Two fiction characters have made their way to Partition history: Karan, from Mahabharata, whose name forms the basis for Karnal, the town in Haryana that became home for a man fleeing Pakistan’s Punjab province after finding himself a persecuted minority; and Oblomov, the titular aristocrat of the 19th century Russian novel who conducts all his business from bed, much like the same Punjabi man who, after a lifetime of fulfilling his family duties and missing the home he can’t return to, decided one day that he’s done: “I’m not getting out of bed,” he said to his family.
Advocate Malavika Rajkotia, the daughter of that man, has penned the story in Unpartitioned Time (Rs 599, Speaking Tiger), a book that uses her family history to explore Partition’s effect on subsequent generations of Punjabis, the scattering of a people that were united by language and land, and the many Punjabi dialects that have died in the decades since.
At a launch in Delhi’s India Habitat Centre last month, she discussed how the book began as a letter to her recently deceased father, and accrued pages to protest against the political order that suddenly turned millions into refugees: “Whether (the Sikhs) fought for the British in World War II… or for the freedom struggle with the Congress, or lost their lives as members of the Ghadar Party… or via the Communist left… they all served… the cause of the nation. That new nation then drew a dagger across the Punjabis, who left their souls in the places from where the bodies were removed.”
Part of the memoir is devoted to life in Karnal, where Rajkotia’s family was raised. It was far from the privilege and social capital her father commanded in Punjab, a status he eventually responded to by “withdrawing into inactivity”. In Haryana, the family farm rarely turned a profit, food was often bought on loan, and the children tended to their parents’ marital strife. Where the father was conservative and supported feudalism, the mother was a staunch leftist; where he was an English-speaking sophisticate, she didn’t know the language well and had been raised on Sikh scriptures.

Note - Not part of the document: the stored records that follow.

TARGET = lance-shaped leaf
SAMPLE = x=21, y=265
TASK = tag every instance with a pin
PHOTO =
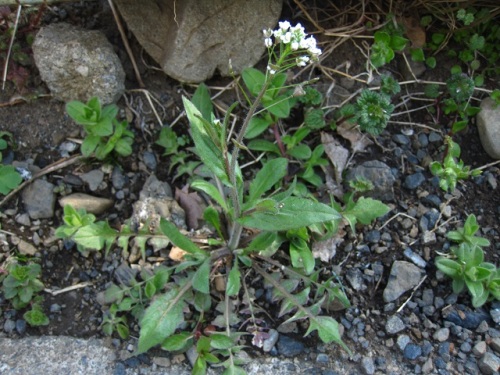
x=210, y=155
x=161, y=319
x=272, y=172
x=290, y=213
x=328, y=330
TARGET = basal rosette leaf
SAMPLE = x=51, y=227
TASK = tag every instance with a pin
x=161, y=319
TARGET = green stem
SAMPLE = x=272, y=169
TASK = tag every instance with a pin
x=236, y=229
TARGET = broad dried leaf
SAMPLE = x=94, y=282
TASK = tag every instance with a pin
x=359, y=141
x=160, y=320
x=414, y=31
x=191, y=203
x=337, y=154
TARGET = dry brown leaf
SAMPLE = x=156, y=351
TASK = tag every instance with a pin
x=326, y=250
x=177, y=254
x=359, y=142
x=337, y=154
x=414, y=31
x=191, y=203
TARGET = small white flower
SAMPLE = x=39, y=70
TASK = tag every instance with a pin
x=302, y=60
x=287, y=38
x=285, y=25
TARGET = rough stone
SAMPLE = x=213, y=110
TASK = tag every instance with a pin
x=403, y=277
x=193, y=39
x=78, y=64
x=93, y=179
x=39, y=199
x=488, y=125
x=379, y=174
x=289, y=347
x=489, y=363
x=93, y=205
x=394, y=325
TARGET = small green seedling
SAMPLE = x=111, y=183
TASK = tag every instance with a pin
x=452, y=169
x=22, y=284
x=466, y=266
x=105, y=134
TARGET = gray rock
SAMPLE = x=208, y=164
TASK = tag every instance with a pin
x=394, y=325
x=149, y=160
x=193, y=39
x=23, y=219
x=413, y=181
x=78, y=64
x=269, y=343
x=93, y=179
x=403, y=277
x=368, y=365
x=480, y=348
x=355, y=278
x=289, y=347
x=412, y=351
x=39, y=199
x=441, y=335
x=118, y=179
x=379, y=174
x=489, y=363
x=93, y=205
x=488, y=125
x=415, y=258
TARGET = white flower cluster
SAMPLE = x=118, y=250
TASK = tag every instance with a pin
x=296, y=37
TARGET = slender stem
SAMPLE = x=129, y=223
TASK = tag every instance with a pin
x=236, y=229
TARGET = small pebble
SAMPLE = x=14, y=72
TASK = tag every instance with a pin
x=412, y=351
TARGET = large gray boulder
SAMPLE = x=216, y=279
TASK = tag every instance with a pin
x=488, y=125
x=191, y=39
x=77, y=64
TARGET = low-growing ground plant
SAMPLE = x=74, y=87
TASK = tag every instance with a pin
x=105, y=134
x=466, y=266
x=262, y=228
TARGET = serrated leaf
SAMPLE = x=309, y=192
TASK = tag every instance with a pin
x=234, y=281
x=9, y=179
x=90, y=144
x=201, y=278
x=328, y=330
x=160, y=320
x=113, y=294
x=301, y=256
x=271, y=173
x=292, y=213
x=177, y=342
x=150, y=289
x=202, y=302
x=207, y=150
x=220, y=341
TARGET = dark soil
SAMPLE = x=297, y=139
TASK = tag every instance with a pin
x=39, y=126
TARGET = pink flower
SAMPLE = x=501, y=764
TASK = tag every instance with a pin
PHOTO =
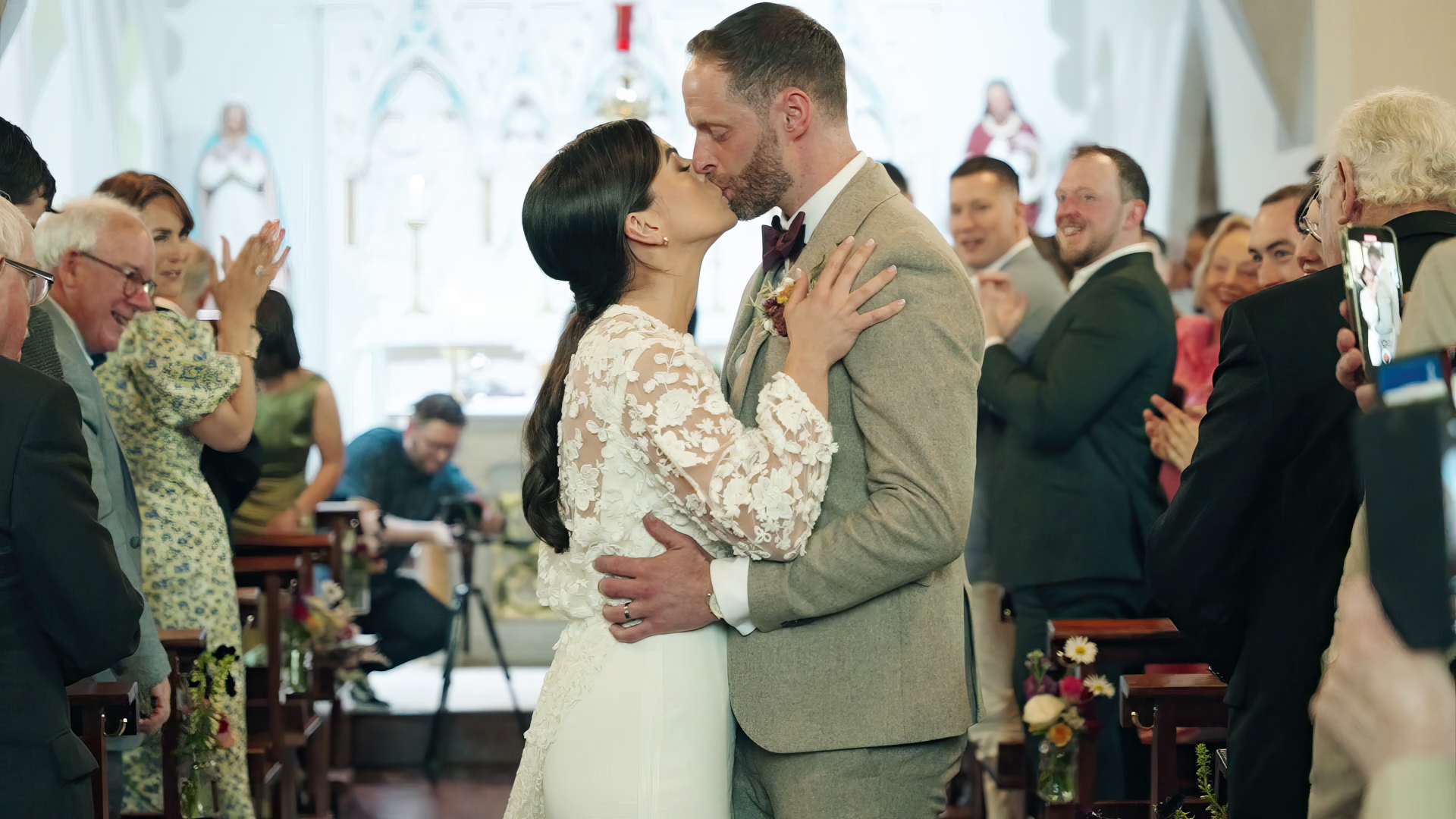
x=1071, y=689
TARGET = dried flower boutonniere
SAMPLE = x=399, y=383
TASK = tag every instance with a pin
x=767, y=306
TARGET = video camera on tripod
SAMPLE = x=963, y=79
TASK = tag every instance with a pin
x=1407, y=457
x=463, y=515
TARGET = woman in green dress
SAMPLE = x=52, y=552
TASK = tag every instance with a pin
x=296, y=411
x=172, y=387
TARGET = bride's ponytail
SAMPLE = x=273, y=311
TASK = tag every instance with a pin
x=576, y=219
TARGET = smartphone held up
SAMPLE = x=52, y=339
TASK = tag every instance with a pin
x=1373, y=292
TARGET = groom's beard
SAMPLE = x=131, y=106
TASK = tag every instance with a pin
x=761, y=186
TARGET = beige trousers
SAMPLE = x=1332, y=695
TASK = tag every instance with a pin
x=1335, y=786
x=998, y=719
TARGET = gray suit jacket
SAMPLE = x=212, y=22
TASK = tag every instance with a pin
x=1034, y=276
x=118, y=513
x=862, y=640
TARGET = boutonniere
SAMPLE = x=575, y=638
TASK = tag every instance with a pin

Even before the marriage, however, Rajkotia’s father was made to feel like an outsider. Having lost the wealth that once defined him, he was sometimes seen as being born in ‘enemy territory’, sometimes as a refugee who only maintained the appearance of wealth. “The table never suffered, but I remember my father once saying that even the black grapes on the table were on debt. It took me a long time to enjoy black grapes again,” said Rajkotia.
As she and her sister grew up and moved out of the house, family dynamics changed. Though their parents’ relationship survived, the daughters noticed their father struggled with addiction and depression. “It was sheer love for family that made him work to be alright. But at some point, even though he had an opinion on the news and loved meeting us, he stopped wanting to get out of bed. We’d sit around him and have meals. I don’t think we patronised him by indulging this eccentric behaviour. We wanted to respect his way of being,” said Rajkotia.
She discussed how moving to Delhi for studies and later raising her family in the city made her stop talking in Punjabi to her children, something she tried to counteract by urging her parents to not do the same. “I don’t know why it happened. Maybe because Hindi was just the way to navigate your life in the city,” she said. Audience members of various ages, with roots on both sides of Punjab — including Chandigarh, Lahore, Rawalpindi and Gujranwala — attested to how the generation that migrated through Partition often spoke to their descendents in Urdu or Hindi instead of Punjabi.
“Language forms such an important part of the environment at home,” she said. “I’m always hopeful about (punjabiyat being recovered), but the language spoken among us in Delhi isn’t familiar anymore. My generation of Punjabis from Lahore speak Punjabi with a tinge of Arabic or Urdu, different from my mother’s Punjabi which was soft, rounded and included Persian words. That’s going to die with my parents’ generation.”